If you read my comments above I am not denying it is an issue, I stated that since there is no guarantee on profit and it can even be avoided there is ever profit for an attacker, I consider it a low issue.
Is there an expectation of a donation of nonzero proceeds in the unhappy flow? Or are positive proceeds not expected? @Thomas-Smets
I would like to add that even if there is no attacker, this will harm other users' profits. As long as a new user deposits assets into jrTranche after _settleAuction() is called, when donateToTranche() is called later to compensate the jrTranche, the profit of the original user will be diluted.
Also dilutes the donations for users.
It is clearly mentioned here that it is used to compensate the tranche after an auction didn't get sold (unhappy flow)
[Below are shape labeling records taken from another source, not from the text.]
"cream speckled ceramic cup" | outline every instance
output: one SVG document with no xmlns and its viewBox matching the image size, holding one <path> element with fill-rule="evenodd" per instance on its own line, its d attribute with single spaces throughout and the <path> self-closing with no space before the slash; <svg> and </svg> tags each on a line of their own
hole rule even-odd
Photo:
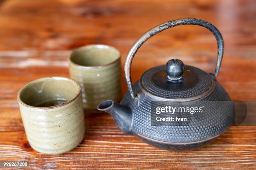
<svg viewBox="0 0 256 170">
<path fill-rule="evenodd" d="M 107 100 L 121 97 L 120 54 L 115 48 L 92 45 L 75 50 L 69 58 L 71 78 L 82 89 L 84 108 L 97 109 Z"/>
<path fill-rule="evenodd" d="M 83 140 L 85 129 L 79 85 L 68 78 L 35 80 L 18 95 L 27 138 L 36 150 L 58 154 Z"/>
</svg>

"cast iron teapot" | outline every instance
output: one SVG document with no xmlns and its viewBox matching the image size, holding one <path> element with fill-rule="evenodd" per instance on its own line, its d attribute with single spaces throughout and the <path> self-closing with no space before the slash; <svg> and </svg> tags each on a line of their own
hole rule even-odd
<svg viewBox="0 0 256 170">
<path fill-rule="evenodd" d="M 133 85 L 131 62 L 142 44 L 164 30 L 185 25 L 205 27 L 214 35 L 218 47 L 215 74 L 184 65 L 179 60 L 172 59 L 165 65 L 147 70 Z M 153 146 L 172 150 L 202 147 L 217 138 L 233 123 L 233 104 L 215 78 L 223 50 L 220 33 L 206 21 L 187 18 L 159 25 L 142 35 L 128 53 L 124 71 L 128 91 L 121 104 L 107 100 L 99 104 L 97 109 L 110 113 L 121 131 L 136 136 Z M 197 107 L 199 111 L 192 113 L 191 111 L 195 111 Z M 170 111 L 175 108 L 175 112 L 168 112 L 168 108 L 171 108 Z M 180 111 L 180 108 L 183 111 Z M 185 112 L 187 109 L 189 112 Z M 159 114 L 156 110 L 163 113 Z M 166 115 L 169 116 L 165 117 Z M 182 121 L 179 121 L 181 118 Z"/>
</svg>

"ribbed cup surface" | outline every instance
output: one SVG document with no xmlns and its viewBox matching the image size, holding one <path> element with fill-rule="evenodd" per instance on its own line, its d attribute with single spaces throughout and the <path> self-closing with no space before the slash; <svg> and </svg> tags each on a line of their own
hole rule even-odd
<svg viewBox="0 0 256 170">
<path fill-rule="evenodd" d="M 107 51 L 102 53 L 94 53 L 95 52 L 100 52 L 102 48 Z M 109 51 L 112 52 L 113 50 L 117 52 L 115 54 L 115 55 L 117 55 L 116 59 L 102 65 L 84 66 L 74 63 L 72 60 L 74 60 L 76 58 L 78 57 L 80 58 L 81 61 L 83 61 L 82 59 L 84 57 L 84 60 L 86 61 L 86 55 L 89 52 L 91 52 L 88 55 L 89 57 L 95 55 L 95 57 L 97 58 L 99 60 L 101 59 L 104 60 L 110 57 L 109 55 L 110 55 L 109 54 L 108 56 L 107 54 L 105 55 L 105 52 Z M 71 58 L 74 58 L 71 59 L 70 58 L 69 60 L 70 77 L 77 81 L 82 87 L 84 108 L 96 109 L 98 105 L 104 101 L 112 100 L 118 101 L 120 99 L 121 67 L 119 55 L 120 53 L 117 50 L 104 45 L 82 47 L 74 50 L 72 54 Z M 89 62 L 90 60 L 88 60 L 87 61 Z M 95 62 L 98 63 L 100 62 L 97 61 Z"/>
<path fill-rule="evenodd" d="M 65 105 L 50 109 L 20 104 L 27 138 L 36 150 L 57 154 L 72 150 L 82 140 L 85 130 L 82 95 Z"/>
</svg>

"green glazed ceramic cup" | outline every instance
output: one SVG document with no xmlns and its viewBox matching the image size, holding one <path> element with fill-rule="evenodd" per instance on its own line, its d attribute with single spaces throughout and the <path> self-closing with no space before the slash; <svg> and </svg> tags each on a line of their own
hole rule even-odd
<svg viewBox="0 0 256 170">
<path fill-rule="evenodd" d="M 92 45 L 75 50 L 69 60 L 72 78 L 82 89 L 84 108 L 97 109 L 106 100 L 121 98 L 120 54 L 115 48 Z"/>
<path fill-rule="evenodd" d="M 35 80 L 20 90 L 18 100 L 27 138 L 35 150 L 61 154 L 83 140 L 81 89 L 75 81 L 58 77 Z"/>
</svg>

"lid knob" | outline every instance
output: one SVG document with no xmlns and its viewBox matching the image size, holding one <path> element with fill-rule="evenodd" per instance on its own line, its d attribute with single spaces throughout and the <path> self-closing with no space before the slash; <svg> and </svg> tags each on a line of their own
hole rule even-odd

My point of view: it is a low issue
I feel discussing it more is not that useful since we are just in a yes-no discussion.
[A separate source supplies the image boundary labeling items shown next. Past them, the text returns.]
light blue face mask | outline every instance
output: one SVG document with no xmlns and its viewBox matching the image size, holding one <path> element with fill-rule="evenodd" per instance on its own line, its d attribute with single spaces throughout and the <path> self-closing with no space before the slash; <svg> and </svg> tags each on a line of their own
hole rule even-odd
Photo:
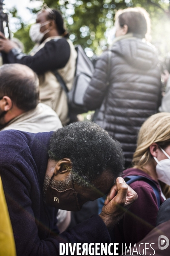
<svg viewBox="0 0 170 256">
<path fill-rule="evenodd" d="M 159 180 L 170 186 L 170 156 L 164 149 L 161 148 L 160 148 L 167 159 L 158 161 L 156 157 L 153 157 L 157 163 L 156 166 L 156 172 L 158 179 Z"/>
</svg>

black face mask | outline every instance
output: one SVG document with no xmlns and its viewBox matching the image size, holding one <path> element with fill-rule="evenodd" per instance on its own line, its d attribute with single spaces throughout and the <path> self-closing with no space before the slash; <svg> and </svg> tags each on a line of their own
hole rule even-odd
<svg viewBox="0 0 170 256">
<path fill-rule="evenodd" d="M 48 204 L 62 210 L 73 212 L 79 211 L 80 208 L 77 193 L 75 190 L 73 183 L 72 187 L 60 191 L 51 187 L 51 181 L 54 175 L 50 179 L 46 192 L 45 201 Z"/>
</svg>

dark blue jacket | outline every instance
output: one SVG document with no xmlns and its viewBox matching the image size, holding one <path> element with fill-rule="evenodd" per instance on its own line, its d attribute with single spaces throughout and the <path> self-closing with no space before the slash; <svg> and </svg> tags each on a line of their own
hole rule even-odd
<svg viewBox="0 0 170 256">
<path fill-rule="evenodd" d="M 17 256 L 57 256 L 60 243 L 109 243 L 97 215 L 58 235 L 57 210 L 44 203 L 42 191 L 53 132 L 0 132 L 0 175 Z"/>
</svg>

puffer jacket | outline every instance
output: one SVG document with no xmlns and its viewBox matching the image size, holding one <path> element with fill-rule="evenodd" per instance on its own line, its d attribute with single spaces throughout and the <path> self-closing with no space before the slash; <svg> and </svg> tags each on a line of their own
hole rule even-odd
<svg viewBox="0 0 170 256">
<path fill-rule="evenodd" d="M 110 74 L 106 51 L 96 62 L 84 104 L 89 110 L 99 108 L 96 122 L 120 142 L 127 166 L 136 149 L 139 128 L 157 112 L 160 73 L 154 47 L 141 39 L 121 40 L 110 50 Z"/>
</svg>

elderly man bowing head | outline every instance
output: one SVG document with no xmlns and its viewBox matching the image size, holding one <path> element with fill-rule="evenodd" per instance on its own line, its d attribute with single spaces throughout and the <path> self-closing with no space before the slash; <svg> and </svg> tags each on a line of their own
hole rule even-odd
<svg viewBox="0 0 170 256">
<path fill-rule="evenodd" d="M 0 174 L 19 256 L 59 255 L 60 243 L 109 243 L 108 230 L 137 198 L 117 177 L 124 164 L 119 143 L 93 122 L 37 134 L 2 131 L 0 144 Z M 57 209 L 78 211 L 106 193 L 99 215 L 57 236 Z"/>
</svg>

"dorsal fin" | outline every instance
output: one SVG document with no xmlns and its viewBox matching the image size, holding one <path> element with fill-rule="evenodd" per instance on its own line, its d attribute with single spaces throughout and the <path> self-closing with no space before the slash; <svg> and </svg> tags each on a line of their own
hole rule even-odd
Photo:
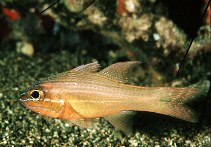
<svg viewBox="0 0 211 147">
<path fill-rule="evenodd" d="M 94 72 L 97 72 L 99 68 L 100 68 L 100 64 L 97 61 L 95 61 L 89 64 L 78 66 L 70 71 L 76 72 L 76 73 L 78 72 L 79 73 L 94 73 Z"/>
<path fill-rule="evenodd" d="M 97 61 L 95 61 L 93 63 L 81 65 L 81 66 L 73 68 L 69 71 L 59 73 L 55 76 L 52 76 L 52 77 L 46 79 L 45 81 L 51 81 L 51 82 L 63 81 L 63 80 L 67 81 L 68 78 L 70 78 L 70 77 L 74 77 L 77 75 L 80 76 L 81 74 L 95 73 L 98 71 L 99 68 L 100 68 L 100 64 Z"/>
<path fill-rule="evenodd" d="M 99 72 L 99 74 L 105 75 L 114 80 L 118 80 L 119 82 L 122 83 L 127 83 L 130 70 L 139 63 L 141 62 L 140 61 L 118 62 L 112 64 L 109 67 L 104 68 Z"/>
</svg>

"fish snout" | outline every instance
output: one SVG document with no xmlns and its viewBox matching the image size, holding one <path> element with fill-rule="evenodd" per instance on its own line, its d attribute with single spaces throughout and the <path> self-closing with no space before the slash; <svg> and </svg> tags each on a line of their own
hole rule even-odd
<svg viewBox="0 0 211 147">
<path fill-rule="evenodd" d="M 30 97 L 28 96 L 28 94 L 26 92 L 21 93 L 19 100 L 21 102 L 27 102 L 30 100 Z"/>
</svg>

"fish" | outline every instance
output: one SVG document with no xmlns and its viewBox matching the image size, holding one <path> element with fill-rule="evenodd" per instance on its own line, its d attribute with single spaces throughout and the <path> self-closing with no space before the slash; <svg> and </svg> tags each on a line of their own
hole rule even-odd
<svg viewBox="0 0 211 147">
<path fill-rule="evenodd" d="M 65 6 L 75 13 L 80 13 L 88 8 L 94 0 L 64 0 Z"/>
<path fill-rule="evenodd" d="M 132 132 L 134 112 L 163 114 L 197 122 L 187 105 L 201 90 L 194 87 L 142 87 L 128 84 L 139 61 L 117 62 L 102 70 L 96 61 L 59 73 L 29 87 L 20 96 L 28 109 L 51 118 L 93 128 L 99 118 Z"/>
</svg>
We are talking about an emergency situation where the protocol already didn't function as expected and that has to be resolved 100% manually. And in no way is donateToTranche()
enforced to be called, if it can be called it makes things easier, if not it can still be resolved 100% without losses to users.
- It should never occur in the first place (low probability)
- If an attacker wants to make significant profits with this, they have to put a lot of funds in the Tranche (order of total liquidity in the Tranche). This also can't be done atomic or via flash loans, so it have to actual attacker funds locked in Tranche. Even if it happens the dilution is a share of a single badDebt amount shared over all LPs.
- The attacker can not trigger or be sure
donateToTranche()
is ever triggered. The recipient of the Account is a permissioned role, and not forced to usedonateToTranche()
in this specific flow.
@Czar102 Is there an expectation of a donation of nonzero proceeds in the unhappy flow? Or are positive proceeds not expected?
Not sure I fully understand the question, auctionBoughtIn
is only called if an auction failed, that can be due to market conditions (-> no profit) or due to technical problems (reverting getValue or sometghing like that), in the latter case it can be that the proceeds of the manually liquidated Account were bigger than the initial debt.
@Atharv181, It is clearly mentioned here that it is used to compensate the tranche after an auction didn't get sold (unhappy flow)
We say very clear: It is A way. We do not say it is the way.
It is not enforced by the logic of the protocol!
The situation of unhappy flow hasn't been taken out of scope (despite it being perceived as extremely improbable), and it has been explicitly mentioned that the donateToTranche()
is to be used in scenarios where funds from the liquidation are to be returned. An action not being enforced by the smart contract logic doesn't make the intended use of a function out of scope.
Since this approach is exploitable, I'm planning to consider it a valid Medium severity issue.